NVIDIA's Nightmare, But Startups' Dream? How DeepSeek's R1 Model Disrupts the AI Ecosystem
Chinese AI startup DeepSeek has disrupted the U.S. artificial intelligence ecosystem with its latest large model, causing chip leader NVIDIA's market value to drop by hundreds of billions of dollars o
Chinese AI startup DeepSeek has disrupted the U.S. artificial intelligence ecosystem with its latest large model, causing chip leader NVIDIA's market value to drop by hundreds of billions of dollars overnight upon its release. At the same time, smaller AI companies see an opportunity to scale up through DeepSeek.
Several AI chip companies have stated that DeepSeek's emergence represents a "huge opportunity" for them rather than a threat.
Andrew Feldman, CEO of chip startup Cerebras Systems, said, "Developers are very keen to replace OpenAI's expensive and closed models with open-source models like DeepSeek R1..."
Cerebras is one of the few challengers to NVIDIA in training AI models, offering cloud-based services through its own computing clusters. Feldman noted that the release of the R1 model brought Cerebras one of the largest spikes in service demand ever.
Feldman added, "R1 shows that [AI market] growth will not be dominated by a single company — hardware and software moats do not exist for open-source models."
The open-source R1 inference model released by DeepSeek at the end of last month rivals the best U.S. technology and has stunned global markets by achieving cutting-edge performance at a low cost.
Feldman said, "Like in the PC and internet markets, falling prices help fuel global adoption. The AI market is on a similar secular growth path."
The "Surge" of Inference Chips
Chip startups and industry experts believe that by accelerating the cycle of AI from the "training phase" to the "inference phase," DeepSeek could increase the adoption of new inference chip technologies.
Inference refers to the use of AI to make predictions or decisions based on new information, as opposed to the training phase, which involves building or training models.
Philip Lee, a semiconductor equity analyst at Morningstar, pointed out, "To put it simply, AI training is about building a tool, or algorithm, while inference is about actually deploying this tool for use in real applications."
While NVIDIA dominates the GPU market for AI training, many competitors see room for expansion in the inference space, promising greater efficiency at lower costs.
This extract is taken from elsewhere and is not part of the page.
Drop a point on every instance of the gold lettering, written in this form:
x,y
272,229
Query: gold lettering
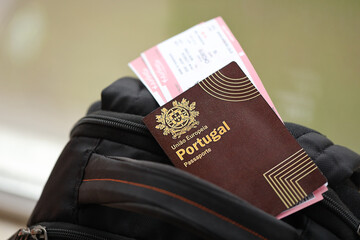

Lee added that AI training requires massive computing power, but inference can be done with less powerful chips programmed to perform a narrower range of tasks.
Many industry insiders believe that as customers adopt and build on DeepSeek's open-source models, they are seeing increasing demand for inference chips and computing.
Sid Sheth, CEO of AI chip startup d-Matrix, said, "[DeepSeek] has demonstrated that smaller open models can be trained to be as capable or more capable than larger proprietary models and this can be done at a fraction of the cost."
He also noted that the company has recently seen a doubling of interest from global customers in accelerating their inference plans.
Robert Wachen, co-founder and COO of AI chip manufacturer Etched, said that since DeepSeek released its inference model, dozens of companies have reached out to the startup. "Companies are [now] shifting their spend from training clusters to inference clusters."
Sunny Madra, COO of Groq, a company developing AI inference chips, said in an interview last week that as overall AI demand grows, smaller companies will have more room to expand. "As the world is going to need more tokens [a unit of data that an AI model processes] Nvidia can't supply enough chips to everyone, so it gives opportunities for us to sell into the market even more aggressively."